A recent story about the change in ownership that will occur in farmland over the next 20 years – in today’s world it sounds like such a long time, but it isn’t – should make us consider how not just farmland, but how land in general should be used. At times it seems there’s so much land, but for those of us who live in or near congested cities, there doesn’t seem to be enough.
How do we think about land? There are national parks, of course, comprising 52.4 million acres, a number that boggles the mind, but it’s only 3% of our land area. Add to that another 9% of state and other protected areas. How do we think about conserving and protecting this small portion of nature created by God? Usually, we don’t.
How we use land is often reflected in how we treat each other. Securing land, either by violence or expropriation, results in refugee populations and not just in the Third World. Native Americans were driven off their lands and herded into reservations. Many areas sacred to them are now threatened by mining in federally owned land. How we use the land is a justice question with far reaching implications.
Prayer for the Day
Touching the earth, we listen for your voice, O God,
You who live in the soil and the sky above us;
As winds bend tree branches, we look for your presence,
You who are alive in the world around us.

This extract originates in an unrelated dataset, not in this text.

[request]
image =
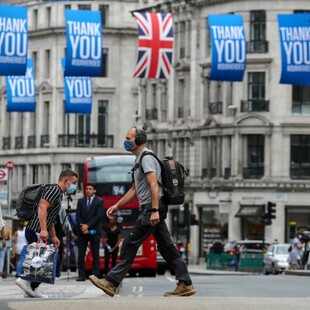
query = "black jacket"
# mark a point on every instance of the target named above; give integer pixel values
(92, 217)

Grant, O Creator of sun and sky, rain and earth,
That we let you touch us in our daily lives.
In the name of the One who is our Model,
Even Christ Jesus our Lord, Amen.
Thoughts for the Day
..old Indians still sit upon the earth instead of propping themselves up and away from its life-giving forces. For them to lie or sit upon the ground is to be able to think more deeply and to feel more keenly; they can see more clearly into the mysteries of life and come in closer kinship with other lives around them.
Luther Standing Bear, Ogala Lakota writer (1868-1939)
We abuse land because we regard it as a commodity belonging to us. When we see land as a community to which we belong, we may begin to use it with love and respect.
Aldo Leopold, American essayist, conservationist (1887-1948)
And the Lord God planted a garden in Eden, in the east, and there God put the man. Out of the ground God made to grow every tree that is pleasant to the sight and good for food, the tree of life also in the midst of the garden, and the tree of knowledge of good and evil.